Empezó a cruzar la calle, sintiendo en el rostro la caricia de la lluvia, pero el chirrido de unos frenos la hizo parar en seco. Un coche acababa de detenerse a unos centímetros de ella, rozándole el kimono.

Anna retrocedió asustada, encogida. El conductor bajó la ventanilla y le gritó:

– ¡Eh, tía! ¡A ver si miras antes de cruzar!

Anna apenas lo miró. Volvió la cabeza a derecha e izquierda en busca de los policías. El aire parecía saturado de electricidad, de tensión, como cuando se avecina tormenta.

Y la tormenta era ella.

El coche pasó junto a ella a paso de hombre.

– ¡Estás para que te encierren, guapa!

– Piérdete.

El hombre frenó.

– ¿Qué?

Anna le apuntó con un dedo manchado de sangre.

– ¡Que te largues, he dicho!

El conductor dudó. Un temblor agitó sus labios. Parecía intuir que algo no encajaba, que la situación excedía el simple altercado callejero. Se encogió de hombros y apretó el acelerador.

Anna tuvo otra idea. Echó a correr hacia la iglesia ortodoxa, que estaba a unos cuantos portales de donde se encontraba. Llegó a la verja, atravesó el patio de gravilla y subió los peldaños que conducían al atrio. Empujó la vieja puerta de madera barnizada y penetró en la tiniebla del templo.

La nave parecía sumida en la oscuridad más absoluta, pero lo que en realidad le oscurecía la visión eran las palpitaciones de sus sienes. Poco a poco empezó a distinguir oros mates, iconos rosáceos, cobrizos respaldos de asiento que parecían otras tantas llamas mortecinas.
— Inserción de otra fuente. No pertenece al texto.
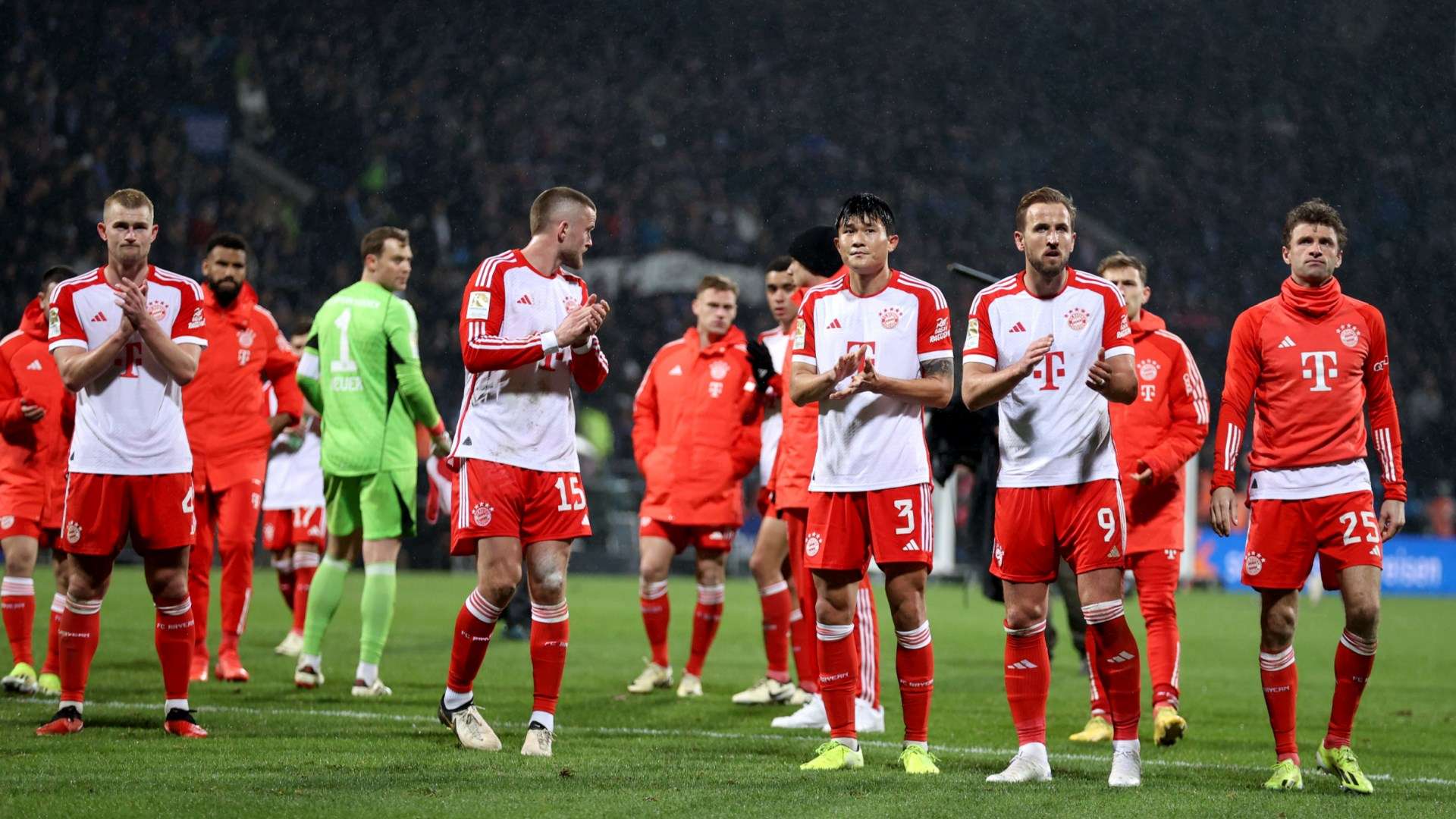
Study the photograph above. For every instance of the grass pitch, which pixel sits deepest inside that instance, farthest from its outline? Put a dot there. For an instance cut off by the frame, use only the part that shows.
(277, 749)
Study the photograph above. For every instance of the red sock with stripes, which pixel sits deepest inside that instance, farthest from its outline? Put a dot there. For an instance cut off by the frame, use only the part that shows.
(472, 637)
(551, 627)
(915, 667)
(79, 635)
(53, 645)
(1028, 679)
(18, 611)
(1280, 678)
(707, 618)
(778, 605)
(837, 676)
(174, 642)
(1354, 657)
(657, 613)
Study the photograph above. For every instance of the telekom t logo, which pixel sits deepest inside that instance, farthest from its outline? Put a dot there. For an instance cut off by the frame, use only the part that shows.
(1324, 366)
(1052, 368)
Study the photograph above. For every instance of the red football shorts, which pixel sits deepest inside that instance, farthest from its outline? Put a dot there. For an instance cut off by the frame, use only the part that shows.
(1037, 526)
(1285, 535)
(711, 538)
(497, 500)
(845, 529)
(102, 510)
(286, 528)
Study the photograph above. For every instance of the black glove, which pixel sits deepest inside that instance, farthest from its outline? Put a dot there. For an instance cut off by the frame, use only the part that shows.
(762, 363)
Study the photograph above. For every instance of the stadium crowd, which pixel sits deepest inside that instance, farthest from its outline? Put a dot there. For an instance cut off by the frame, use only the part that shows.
(724, 133)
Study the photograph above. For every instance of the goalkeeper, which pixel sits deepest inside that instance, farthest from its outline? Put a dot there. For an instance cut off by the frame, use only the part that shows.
(362, 371)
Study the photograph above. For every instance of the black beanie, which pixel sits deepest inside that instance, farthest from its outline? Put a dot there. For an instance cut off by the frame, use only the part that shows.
(816, 249)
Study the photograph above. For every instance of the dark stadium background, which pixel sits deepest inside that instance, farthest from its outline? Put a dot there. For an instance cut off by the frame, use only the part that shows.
(723, 129)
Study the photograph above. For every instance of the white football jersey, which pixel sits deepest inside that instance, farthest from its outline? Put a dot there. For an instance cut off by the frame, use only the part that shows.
(778, 343)
(870, 441)
(294, 479)
(1055, 430)
(517, 406)
(128, 419)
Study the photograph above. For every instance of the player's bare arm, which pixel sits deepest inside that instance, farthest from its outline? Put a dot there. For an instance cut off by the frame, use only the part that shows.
(808, 385)
(983, 385)
(934, 388)
(178, 359)
(1114, 379)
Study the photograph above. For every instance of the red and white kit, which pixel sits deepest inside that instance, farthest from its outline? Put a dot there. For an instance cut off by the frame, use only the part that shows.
(516, 447)
(1055, 431)
(130, 463)
(1057, 491)
(517, 417)
(1310, 359)
(870, 493)
(1159, 430)
(33, 471)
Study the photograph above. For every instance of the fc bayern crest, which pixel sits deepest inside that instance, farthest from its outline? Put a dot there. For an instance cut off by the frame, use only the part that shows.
(1253, 563)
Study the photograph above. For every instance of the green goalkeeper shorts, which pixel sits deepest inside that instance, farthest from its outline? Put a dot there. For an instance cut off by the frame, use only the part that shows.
(383, 504)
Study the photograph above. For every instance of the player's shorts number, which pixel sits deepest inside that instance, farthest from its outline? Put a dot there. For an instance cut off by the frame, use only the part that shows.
(577, 500)
(1350, 521)
(906, 509)
(1104, 519)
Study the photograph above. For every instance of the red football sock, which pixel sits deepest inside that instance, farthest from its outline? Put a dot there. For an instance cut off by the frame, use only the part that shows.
(915, 667)
(174, 643)
(18, 610)
(53, 643)
(867, 643)
(286, 579)
(1028, 679)
(1280, 678)
(303, 567)
(1354, 657)
(79, 635)
(837, 665)
(778, 605)
(707, 617)
(805, 656)
(657, 613)
(1122, 670)
(237, 591)
(472, 637)
(551, 627)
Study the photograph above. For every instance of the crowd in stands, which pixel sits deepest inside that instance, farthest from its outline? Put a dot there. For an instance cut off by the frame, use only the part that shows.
(726, 129)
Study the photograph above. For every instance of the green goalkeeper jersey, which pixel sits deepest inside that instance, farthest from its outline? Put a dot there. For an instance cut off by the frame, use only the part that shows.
(362, 371)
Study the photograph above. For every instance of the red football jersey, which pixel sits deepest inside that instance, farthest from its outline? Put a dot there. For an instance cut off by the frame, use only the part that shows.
(1310, 359)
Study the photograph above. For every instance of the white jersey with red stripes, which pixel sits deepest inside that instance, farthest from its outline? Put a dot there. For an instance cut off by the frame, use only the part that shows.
(871, 441)
(517, 406)
(128, 419)
(778, 343)
(1055, 430)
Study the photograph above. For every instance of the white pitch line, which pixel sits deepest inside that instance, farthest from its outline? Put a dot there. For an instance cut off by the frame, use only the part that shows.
(965, 751)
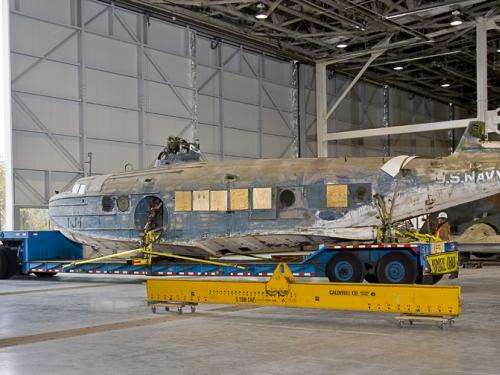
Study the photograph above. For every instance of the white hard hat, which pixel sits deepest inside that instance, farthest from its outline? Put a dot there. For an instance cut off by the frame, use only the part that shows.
(443, 215)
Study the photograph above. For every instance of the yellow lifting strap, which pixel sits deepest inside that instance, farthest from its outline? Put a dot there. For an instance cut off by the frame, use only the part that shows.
(282, 290)
(150, 237)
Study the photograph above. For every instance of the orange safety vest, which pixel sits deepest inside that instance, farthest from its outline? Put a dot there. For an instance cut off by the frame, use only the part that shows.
(443, 231)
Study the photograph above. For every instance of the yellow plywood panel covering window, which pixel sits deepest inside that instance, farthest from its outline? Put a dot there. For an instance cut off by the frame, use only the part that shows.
(336, 196)
(262, 198)
(218, 200)
(183, 201)
(239, 199)
(201, 200)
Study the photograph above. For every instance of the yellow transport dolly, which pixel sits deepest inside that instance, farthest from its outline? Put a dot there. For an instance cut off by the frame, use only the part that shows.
(410, 302)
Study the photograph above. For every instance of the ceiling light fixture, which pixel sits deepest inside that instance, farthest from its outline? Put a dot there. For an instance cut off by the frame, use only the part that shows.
(456, 20)
(261, 13)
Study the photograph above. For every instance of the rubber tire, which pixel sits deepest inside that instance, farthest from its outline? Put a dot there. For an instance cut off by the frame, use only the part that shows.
(44, 275)
(410, 268)
(358, 271)
(371, 278)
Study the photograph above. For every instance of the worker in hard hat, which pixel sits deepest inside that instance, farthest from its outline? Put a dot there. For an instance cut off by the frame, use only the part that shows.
(443, 230)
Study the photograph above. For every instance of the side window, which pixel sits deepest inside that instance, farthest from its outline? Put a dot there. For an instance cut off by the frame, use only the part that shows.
(262, 198)
(238, 199)
(201, 200)
(337, 196)
(286, 198)
(183, 201)
(218, 200)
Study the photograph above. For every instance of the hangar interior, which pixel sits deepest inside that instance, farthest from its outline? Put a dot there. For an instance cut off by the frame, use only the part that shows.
(92, 87)
(98, 86)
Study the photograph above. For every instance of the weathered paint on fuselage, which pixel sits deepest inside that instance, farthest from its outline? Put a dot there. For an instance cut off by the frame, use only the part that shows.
(423, 186)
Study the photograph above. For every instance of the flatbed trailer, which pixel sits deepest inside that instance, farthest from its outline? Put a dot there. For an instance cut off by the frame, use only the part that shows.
(46, 253)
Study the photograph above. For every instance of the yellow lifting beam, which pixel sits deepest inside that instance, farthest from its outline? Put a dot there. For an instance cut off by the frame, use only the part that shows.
(282, 290)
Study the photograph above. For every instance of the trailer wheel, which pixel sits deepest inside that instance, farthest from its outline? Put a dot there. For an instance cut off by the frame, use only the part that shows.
(45, 274)
(396, 268)
(345, 268)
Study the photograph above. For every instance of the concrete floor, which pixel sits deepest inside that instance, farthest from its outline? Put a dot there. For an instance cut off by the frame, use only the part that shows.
(80, 324)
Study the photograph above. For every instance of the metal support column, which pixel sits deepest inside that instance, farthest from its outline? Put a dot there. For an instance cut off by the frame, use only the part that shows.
(142, 30)
(321, 110)
(191, 35)
(82, 86)
(482, 68)
(260, 103)
(294, 104)
(451, 132)
(5, 113)
(386, 120)
(220, 64)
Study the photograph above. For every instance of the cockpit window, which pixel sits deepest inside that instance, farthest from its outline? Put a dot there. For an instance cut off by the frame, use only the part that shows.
(78, 189)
Siguió avanzando con sigilo y descubriendo tenues resplandores, que creaban una atmósfera de discreción y recogimiento. Cada objeto disputaba a los demás las escasas gotas de luz destiladas por las vidrieras, los cirios y las lámparas de hierro forjado. Hasta las figuras de los frescos parecían querer escapar de las tinieblas para beber un poco de claridad. Todo el lugar estaba nimbado de una luz plateada, un claroscuro tornasolado en el que el día y la noche libraban una guerra sorda.
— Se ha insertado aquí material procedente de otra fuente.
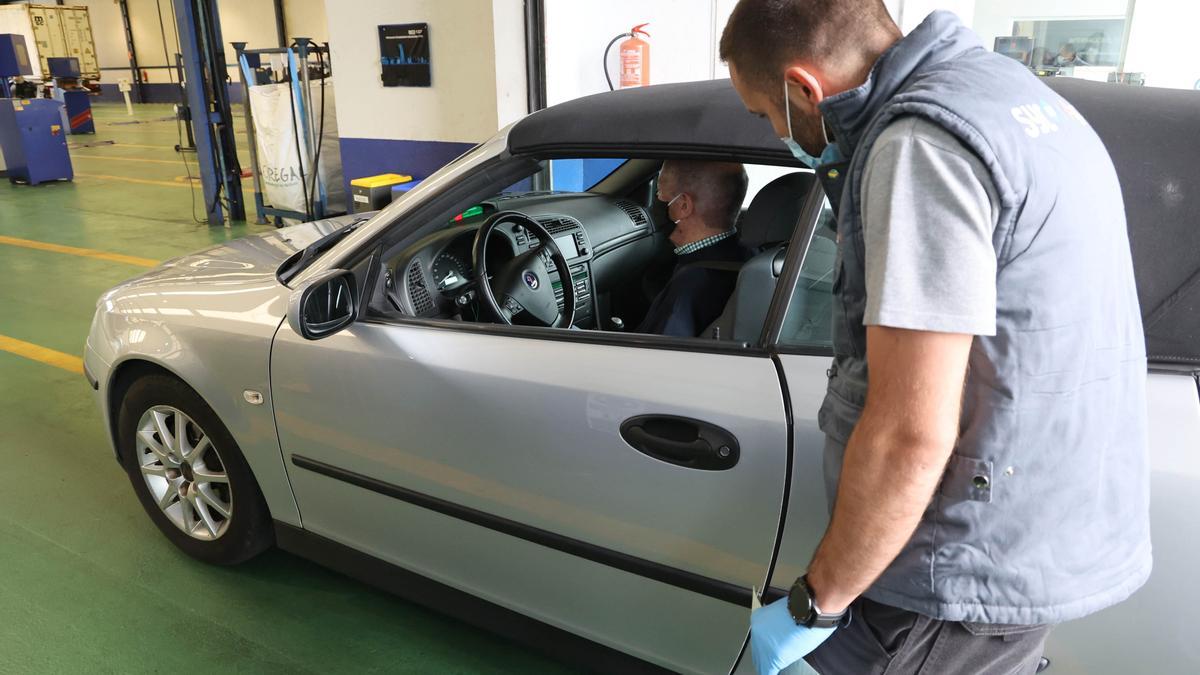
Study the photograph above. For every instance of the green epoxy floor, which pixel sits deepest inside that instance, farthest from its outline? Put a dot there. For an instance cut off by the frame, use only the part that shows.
(87, 581)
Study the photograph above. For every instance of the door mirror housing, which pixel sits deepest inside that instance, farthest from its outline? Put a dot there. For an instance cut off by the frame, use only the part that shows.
(323, 305)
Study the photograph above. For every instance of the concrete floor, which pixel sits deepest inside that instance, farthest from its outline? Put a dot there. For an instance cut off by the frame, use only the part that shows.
(87, 581)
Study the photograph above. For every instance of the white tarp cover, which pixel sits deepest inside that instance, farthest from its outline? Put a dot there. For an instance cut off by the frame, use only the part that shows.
(279, 163)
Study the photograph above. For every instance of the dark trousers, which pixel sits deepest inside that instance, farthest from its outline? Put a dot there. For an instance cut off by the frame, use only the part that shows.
(886, 640)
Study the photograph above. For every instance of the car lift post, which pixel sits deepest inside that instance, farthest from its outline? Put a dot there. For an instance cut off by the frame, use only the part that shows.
(208, 96)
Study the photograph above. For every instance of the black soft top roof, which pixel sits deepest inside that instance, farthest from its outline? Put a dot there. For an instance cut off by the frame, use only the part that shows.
(1153, 136)
(703, 119)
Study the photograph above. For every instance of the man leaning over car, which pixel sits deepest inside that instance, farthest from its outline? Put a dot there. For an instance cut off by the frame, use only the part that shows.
(985, 418)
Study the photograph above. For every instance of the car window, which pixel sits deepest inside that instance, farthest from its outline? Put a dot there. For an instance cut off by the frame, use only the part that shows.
(808, 321)
(568, 175)
(759, 175)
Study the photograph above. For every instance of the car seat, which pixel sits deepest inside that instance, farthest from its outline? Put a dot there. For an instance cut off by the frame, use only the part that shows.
(765, 230)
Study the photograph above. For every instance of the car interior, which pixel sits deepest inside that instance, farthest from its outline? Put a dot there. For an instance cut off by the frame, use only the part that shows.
(610, 242)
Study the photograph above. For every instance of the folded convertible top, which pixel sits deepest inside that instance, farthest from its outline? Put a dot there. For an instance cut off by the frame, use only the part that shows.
(1153, 136)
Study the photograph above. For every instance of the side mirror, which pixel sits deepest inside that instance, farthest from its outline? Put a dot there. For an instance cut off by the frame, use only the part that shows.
(323, 305)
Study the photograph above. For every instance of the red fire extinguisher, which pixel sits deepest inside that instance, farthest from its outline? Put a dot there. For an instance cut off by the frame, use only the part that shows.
(635, 58)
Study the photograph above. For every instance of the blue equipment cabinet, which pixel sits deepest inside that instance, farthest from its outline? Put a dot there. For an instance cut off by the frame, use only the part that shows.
(13, 59)
(34, 142)
(65, 71)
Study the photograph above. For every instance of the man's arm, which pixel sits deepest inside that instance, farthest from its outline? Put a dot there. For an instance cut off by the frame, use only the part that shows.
(894, 459)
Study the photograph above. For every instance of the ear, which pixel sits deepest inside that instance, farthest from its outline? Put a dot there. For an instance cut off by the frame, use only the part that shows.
(804, 81)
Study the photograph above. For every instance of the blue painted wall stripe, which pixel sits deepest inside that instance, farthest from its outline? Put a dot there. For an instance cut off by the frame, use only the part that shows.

Anna había recobrado el aliento, pero el pecho le seguía ardiendo y tenía el cuerpo y la ropa empapados de sudor. Se detuvo, se recostó en una columna y saboreó la frescura de la piedra. Poco a poco, su corazón recuperó el pulso normal. Cada detalle de lo que la rodeaba parecía poseer virtudes calmantes: las vacilantes llamas de los cirios, los rostros de Cristo, alargados y relucientes como cera fundida, el cobre de las lámparas, suspendidas en la penumbra como frutos lunares.

– ¿Se encuentra bien?

Anna se volvió y se encontró frente a Boris Godunov en persona. Un pope gigantesco de larga barba blanca, que le cubría la pechera del negro hábito como un plastrón. Anna no pudo evitar preguntarse de qué cuadro se habría escapado.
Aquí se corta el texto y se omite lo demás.